Depuis plusieurs années, la Coordination des intermittents, la CGT-Spectacle, etc., mais aussi le Syndeac, le plus puissant syndicat des « patrons » du spectacle, ont élaboré un socle commun de revendications : le retour aux 507 heures réalisées sur douze mois, avec ouverture des droits à date fixe, et l'instauration d'un plafond du cumul salaires/indemnités.

Sur le site du Syndeac, deux chercheurs indépendants, Mathieu Grégoire et Olivier Pilmis, ont rendu public un rapport, dans lequel ils testent différents modèles d'indemnisation : l'une de leurs conclusions est que la proposition alternative des 507 heures en douze mois ne serait pas plus coûteuse que le dispositif actuel.

LE SOUTIEN DE LA GAUCHE

Jean-Michel Ribes, le directeur du Rond-Point, et l'un des rares metteurs en scène qui s'affichait avec le candidat François Hollande, en 2011, pendant le Festival d'Avignon, a réaffirmé sa solidarité avec le mouvement.

Le quinquennat de la gauche sera-t-il marqué par la disparition des annexes 8 et 10 ? La ministre de la culture et de la communication, Aurélie Filippetti, et le ministre du travail, Michel Sapin, qui ont multiplié les déclarations de soutien à ces annexes, depuis l'arrivée de la gauche en 2012, ont été mis devant leurs responsabilités.

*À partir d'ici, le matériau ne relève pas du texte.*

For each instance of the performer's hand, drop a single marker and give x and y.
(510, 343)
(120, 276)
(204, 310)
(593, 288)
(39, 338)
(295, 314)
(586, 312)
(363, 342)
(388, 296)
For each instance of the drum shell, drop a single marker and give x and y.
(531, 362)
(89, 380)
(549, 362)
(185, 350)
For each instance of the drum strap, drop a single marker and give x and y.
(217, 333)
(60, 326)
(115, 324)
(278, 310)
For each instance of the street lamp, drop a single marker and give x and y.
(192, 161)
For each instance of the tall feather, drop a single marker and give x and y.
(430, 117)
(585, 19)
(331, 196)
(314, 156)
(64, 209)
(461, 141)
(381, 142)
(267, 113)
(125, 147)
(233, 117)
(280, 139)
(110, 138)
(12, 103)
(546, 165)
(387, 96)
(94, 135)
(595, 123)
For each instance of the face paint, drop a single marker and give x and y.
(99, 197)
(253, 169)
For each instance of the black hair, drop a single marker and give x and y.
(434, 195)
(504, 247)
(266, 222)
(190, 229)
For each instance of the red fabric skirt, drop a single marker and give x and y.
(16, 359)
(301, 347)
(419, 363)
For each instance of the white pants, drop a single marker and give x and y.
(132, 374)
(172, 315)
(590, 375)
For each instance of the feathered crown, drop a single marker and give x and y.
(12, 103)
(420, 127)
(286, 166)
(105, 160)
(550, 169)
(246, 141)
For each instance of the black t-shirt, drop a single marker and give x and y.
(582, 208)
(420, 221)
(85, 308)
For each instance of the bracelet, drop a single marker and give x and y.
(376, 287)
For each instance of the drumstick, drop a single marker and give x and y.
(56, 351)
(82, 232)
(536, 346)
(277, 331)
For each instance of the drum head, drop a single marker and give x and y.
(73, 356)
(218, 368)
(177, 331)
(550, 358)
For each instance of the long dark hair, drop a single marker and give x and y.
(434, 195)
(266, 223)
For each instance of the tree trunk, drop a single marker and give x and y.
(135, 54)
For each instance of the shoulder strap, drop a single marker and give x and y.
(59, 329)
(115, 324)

Dans un entretien au Parisien, lundi 17 février, Aurélie Filippetti a défendu avec vigueur le régime des artistes et techniciens, rappelant que ceux-ci contribuent à la richesse nationale, et ne doivent être considérés en aucun cas comme des « parasites ». « Ne boudons pas notre plaisir », s'est réjoui Denis Gravouil, secrétaire général de la CGT-Spectacle, lundi soir. Mais ne baissons pas la garde, a-t-il aussitôt ajouté, en appelant à une manifestation parisienne, jeudi 27 février, à 14 heures, qui ira « du Palais-Royal à l'avenue Bosquet, dans le septième arrondissement », soit du ministère de la culture au siège du Medef.

UNE RÉPLIQUE AVEC DES CHIFFRES

Un appel à la grève est par ailleurs lancé, pour le 12 mars, sachant que les négociations pourraient s'achever le 31 mars. Le compte-à-rebours commence. Il faut répliquer avec des chiffres, et « arrêter de courber l'échine », a déclaré Samuel Churin.

Dans des vidéos intitulées Ripostes n°1 et Ripostes n°2, visibles sur Internet, Samuel Churin fait de la pédagogie et démontre « l'ineptie » du raisonnement selon lequel les annexes 8 et 10 accuseraient un déficit d'un milliard d'euros (le rapport cotisations perçues et prestations versées).

Michel Sapin lui-même, le ministre du travail, n'a pas dit autre chose lors de son audition devant l'Assemblée nationale, à l'automne 2013. Jamais un ministre du travail ne s'était montré aussi explicite depuis des années ! Il est logique que la « balance » soit négative, dans le cas des intermittents, puisque ce régime s'adresse justement à des personnes en situation de précarité.

Selon Samuel Churin, « même la CFDT ne signera pas la suppression des annexes 8 et 10, et Michel Sapin ne validerait pas un tel accord » des partenaires sociaux ». Mais voici le scénario que l'on peut redouter, a-t-il résumé : le Medef pourrait, au final, concéder le maintien de l'annexe 10 seulement (celle des artistes), tout en restreignant les conditions d'éligibilité, tandis que les techniciens (annexe 8) perdraient leur régime spécifique.

Des chiffres, encore : Marc Slyper, musicien et membre de la CGT-Spectacle, a rappelé que « le régime des intérimaires (annexe 4) a un solde négatif de 3,4 milliard d'euros. Les CDD du régime général (- 8 milliards d'euros) ou les ruptures conventionnelles de contrat (- 4 milliards d'euros) ».

Assis au premier rang, fidèle au poste, l'ancien ministre communiste Jack Ralite, 85 ans, a exprimé son « plaisir » de voir tout le monde parler d'union, et de regroupement. Une jeune danseuse, âgée de 24 ans, a pris la parole à son tour : remerciant ses aînés de s'être battus jusqu'à présent, elle espère « pouvoir continuer d'exercer son art en France, sans devoir partir à l'étranger ».